Relationship of Expression of Circ_cgga162 with the Prognosis of Patients with Mantle Cell Lymphoma
2020
OBJECTIVE To investigate the expression of Circ_cgga162 in serum of mantle cell lymphoma (MCL) patients and analyze its potential as a prognostic biomarker. METHODS The expression of Circ_cgga162 in 86 cases of mantle cell lymphoma and 50 cases of lymph node reactive hyperplasia (RH) were detected by real-time quantitative polymerase chain reaction (qRT-PCR). The relationship between the expression of Circ_cgga162 and clinicopathological features was analyzed by univariate analysis. The relationship of Circ_cgga162 expression with progression-free survival time and overall survival time was analyzed by Kaplan-Meier.

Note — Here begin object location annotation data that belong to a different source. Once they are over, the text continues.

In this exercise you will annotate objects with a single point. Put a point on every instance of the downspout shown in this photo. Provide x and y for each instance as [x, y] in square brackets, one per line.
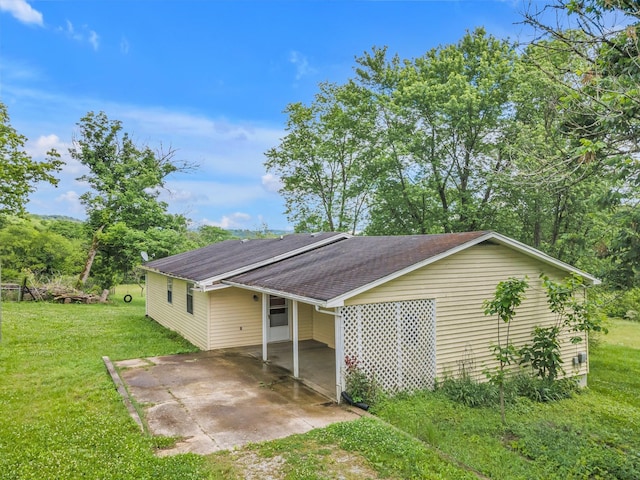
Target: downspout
[339, 347]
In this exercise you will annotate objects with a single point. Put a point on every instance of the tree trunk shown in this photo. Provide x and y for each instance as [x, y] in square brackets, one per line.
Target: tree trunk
[105, 294]
[93, 250]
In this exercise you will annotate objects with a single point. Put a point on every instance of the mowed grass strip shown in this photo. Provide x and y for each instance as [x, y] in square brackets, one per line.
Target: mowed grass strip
[60, 416]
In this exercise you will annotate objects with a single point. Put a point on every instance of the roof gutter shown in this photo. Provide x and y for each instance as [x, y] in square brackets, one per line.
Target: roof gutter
[277, 293]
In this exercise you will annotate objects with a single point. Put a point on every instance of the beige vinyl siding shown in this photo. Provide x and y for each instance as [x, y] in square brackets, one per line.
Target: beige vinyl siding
[460, 284]
[174, 316]
[324, 328]
[305, 321]
[236, 318]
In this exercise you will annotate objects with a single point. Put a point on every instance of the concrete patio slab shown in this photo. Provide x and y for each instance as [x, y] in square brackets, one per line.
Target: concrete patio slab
[224, 399]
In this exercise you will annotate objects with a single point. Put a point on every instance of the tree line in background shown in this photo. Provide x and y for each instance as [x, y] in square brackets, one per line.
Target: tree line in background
[536, 141]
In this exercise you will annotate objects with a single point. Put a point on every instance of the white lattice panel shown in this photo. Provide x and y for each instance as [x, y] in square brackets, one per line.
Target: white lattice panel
[393, 341]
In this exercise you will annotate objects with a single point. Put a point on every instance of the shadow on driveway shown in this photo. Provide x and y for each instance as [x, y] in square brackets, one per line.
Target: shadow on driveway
[224, 399]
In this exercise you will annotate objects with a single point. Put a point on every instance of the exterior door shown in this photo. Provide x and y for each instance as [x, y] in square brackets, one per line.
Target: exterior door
[278, 319]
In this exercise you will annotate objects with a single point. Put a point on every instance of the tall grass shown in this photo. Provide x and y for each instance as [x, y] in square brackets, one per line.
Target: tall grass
[595, 434]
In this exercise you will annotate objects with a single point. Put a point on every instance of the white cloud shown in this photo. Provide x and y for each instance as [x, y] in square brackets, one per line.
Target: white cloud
[271, 183]
[234, 220]
[39, 148]
[124, 46]
[301, 63]
[22, 11]
[94, 39]
[86, 35]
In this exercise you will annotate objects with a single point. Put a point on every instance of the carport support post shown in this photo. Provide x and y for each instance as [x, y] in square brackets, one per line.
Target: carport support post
[265, 326]
[339, 341]
[296, 372]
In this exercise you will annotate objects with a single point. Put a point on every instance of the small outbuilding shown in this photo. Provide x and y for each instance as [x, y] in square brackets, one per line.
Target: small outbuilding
[408, 309]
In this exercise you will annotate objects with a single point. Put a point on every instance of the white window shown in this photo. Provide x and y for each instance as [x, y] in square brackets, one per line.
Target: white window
[190, 297]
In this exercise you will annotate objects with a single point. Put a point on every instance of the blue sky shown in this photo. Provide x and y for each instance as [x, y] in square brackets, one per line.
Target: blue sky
[207, 78]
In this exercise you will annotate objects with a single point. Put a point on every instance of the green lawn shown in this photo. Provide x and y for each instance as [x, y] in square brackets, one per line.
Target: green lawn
[60, 416]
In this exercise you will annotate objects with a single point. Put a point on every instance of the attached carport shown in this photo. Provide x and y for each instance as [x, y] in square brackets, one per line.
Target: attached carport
[223, 399]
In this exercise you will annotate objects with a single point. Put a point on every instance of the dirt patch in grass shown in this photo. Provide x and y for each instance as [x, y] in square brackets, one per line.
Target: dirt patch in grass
[330, 462]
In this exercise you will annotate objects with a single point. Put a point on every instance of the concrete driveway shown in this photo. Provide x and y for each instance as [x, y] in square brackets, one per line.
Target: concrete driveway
[224, 399]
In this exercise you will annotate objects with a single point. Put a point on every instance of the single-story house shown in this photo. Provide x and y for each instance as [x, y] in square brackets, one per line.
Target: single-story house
[408, 309]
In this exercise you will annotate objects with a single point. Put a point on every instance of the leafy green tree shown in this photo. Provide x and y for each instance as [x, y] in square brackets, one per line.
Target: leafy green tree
[24, 247]
[208, 234]
[326, 160]
[18, 171]
[442, 119]
[602, 105]
[125, 181]
[508, 296]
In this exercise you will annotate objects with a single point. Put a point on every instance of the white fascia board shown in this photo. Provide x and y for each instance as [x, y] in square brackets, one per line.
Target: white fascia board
[277, 293]
[275, 259]
[543, 257]
[170, 275]
[215, 286]
[498, 238]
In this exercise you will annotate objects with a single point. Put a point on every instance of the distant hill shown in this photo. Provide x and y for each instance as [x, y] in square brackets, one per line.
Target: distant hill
[239, 233]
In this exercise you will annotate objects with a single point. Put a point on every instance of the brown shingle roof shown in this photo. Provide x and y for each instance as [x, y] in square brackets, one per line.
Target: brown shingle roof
[225, 258]
[334, 270]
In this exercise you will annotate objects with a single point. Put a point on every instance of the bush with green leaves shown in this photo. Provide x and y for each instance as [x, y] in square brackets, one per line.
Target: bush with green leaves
[359, 385]
[469, 392]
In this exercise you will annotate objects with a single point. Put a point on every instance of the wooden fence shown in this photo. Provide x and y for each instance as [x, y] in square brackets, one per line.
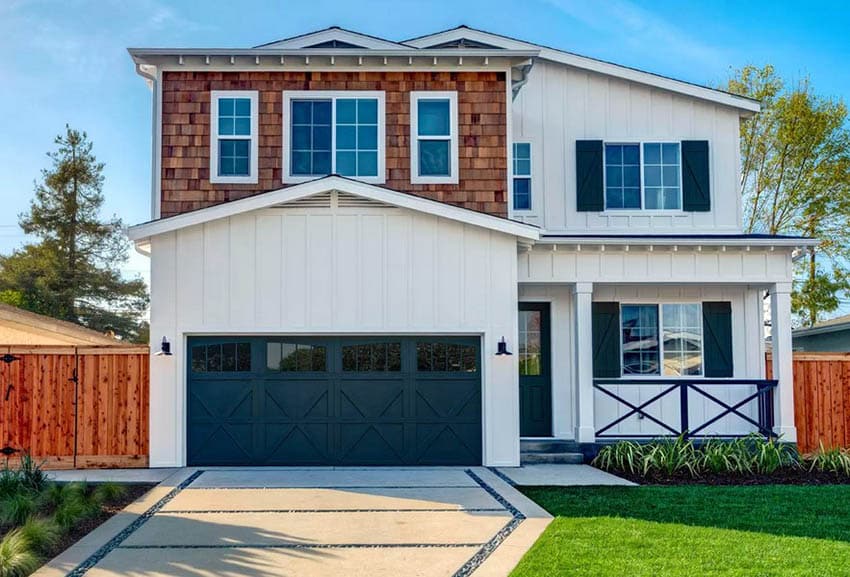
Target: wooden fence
[75, 407]
[821, 399]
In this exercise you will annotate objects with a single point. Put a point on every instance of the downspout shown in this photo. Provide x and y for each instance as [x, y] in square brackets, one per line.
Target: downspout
[151, 80]
[517, 84]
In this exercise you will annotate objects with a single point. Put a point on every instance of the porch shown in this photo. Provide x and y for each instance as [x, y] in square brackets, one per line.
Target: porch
[647, 341]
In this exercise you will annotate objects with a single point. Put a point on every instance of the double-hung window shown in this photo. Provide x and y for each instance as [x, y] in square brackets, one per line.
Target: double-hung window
[643, 176]
[333, 133]
[433, 137]
[233, 136]
[522, 176]
[662, 339]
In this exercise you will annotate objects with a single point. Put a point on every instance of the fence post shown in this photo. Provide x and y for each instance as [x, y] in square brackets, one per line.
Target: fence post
[683, 408]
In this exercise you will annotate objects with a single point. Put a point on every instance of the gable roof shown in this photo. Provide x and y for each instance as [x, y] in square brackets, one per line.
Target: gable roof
[586, 63]
[330, 35]
[146, 230]
[19, 324]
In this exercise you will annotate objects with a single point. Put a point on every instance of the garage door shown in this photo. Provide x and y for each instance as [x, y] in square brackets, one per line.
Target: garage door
[334, 401]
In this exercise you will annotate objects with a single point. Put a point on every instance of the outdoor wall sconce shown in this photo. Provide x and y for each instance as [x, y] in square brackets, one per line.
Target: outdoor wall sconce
[503, 348]
[164, 348]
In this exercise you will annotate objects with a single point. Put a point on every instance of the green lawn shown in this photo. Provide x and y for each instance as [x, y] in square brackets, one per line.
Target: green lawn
[692, 531]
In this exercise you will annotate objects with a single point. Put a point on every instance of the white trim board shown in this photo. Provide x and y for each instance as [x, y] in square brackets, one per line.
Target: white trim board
[586, 63]
[144, 231]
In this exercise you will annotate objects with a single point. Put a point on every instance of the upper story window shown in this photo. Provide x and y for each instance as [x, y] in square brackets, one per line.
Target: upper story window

The relationship between expression of Circ_cgga162 and prognosis of patients was analyzed by univariate and multivariate analysis. RESULTS The expression level of Circ_cgga162 in MCL patients was significantly higher than that in control (RH) group (P<0.01). The expression of Circ_cgga162 not correlated with age, gender, B symptoms and LDH (all P>0.05), but correlated with the expression of MCL International Prognostic Index (IPI), Ann Arbor stage, bone marrow infiltration and Ki67 (all P<0.05). In addition, Kaplan-Meier analysis showed that the progression-free survival time and overall survival time of the MCL patients with high expression of Circ_cgga162 were significantly shorter than those of the MCL patients with low expression (P<0.01). Univariate analysis showed that Ann Arbor stage, Circ_cgga162 expression, MIPI, bone marrow infiltration and Ki67 were the prognostic factors for MCL patients (all P<0.05). Multivariate Cox regression analysis showed that Ann Arbor stage, Circ_cgga162 expression and MIPI were independent factors affecting the prognosis of MCL patients (all P<0.05). CONCLUSION Circ_cgga162 is highly expressed in serum of patients MCL, which relates with the prognosis of MCL patients. Circ_cgga162 can be used as a potential prognostic marker and therapeutic target for MCL patients.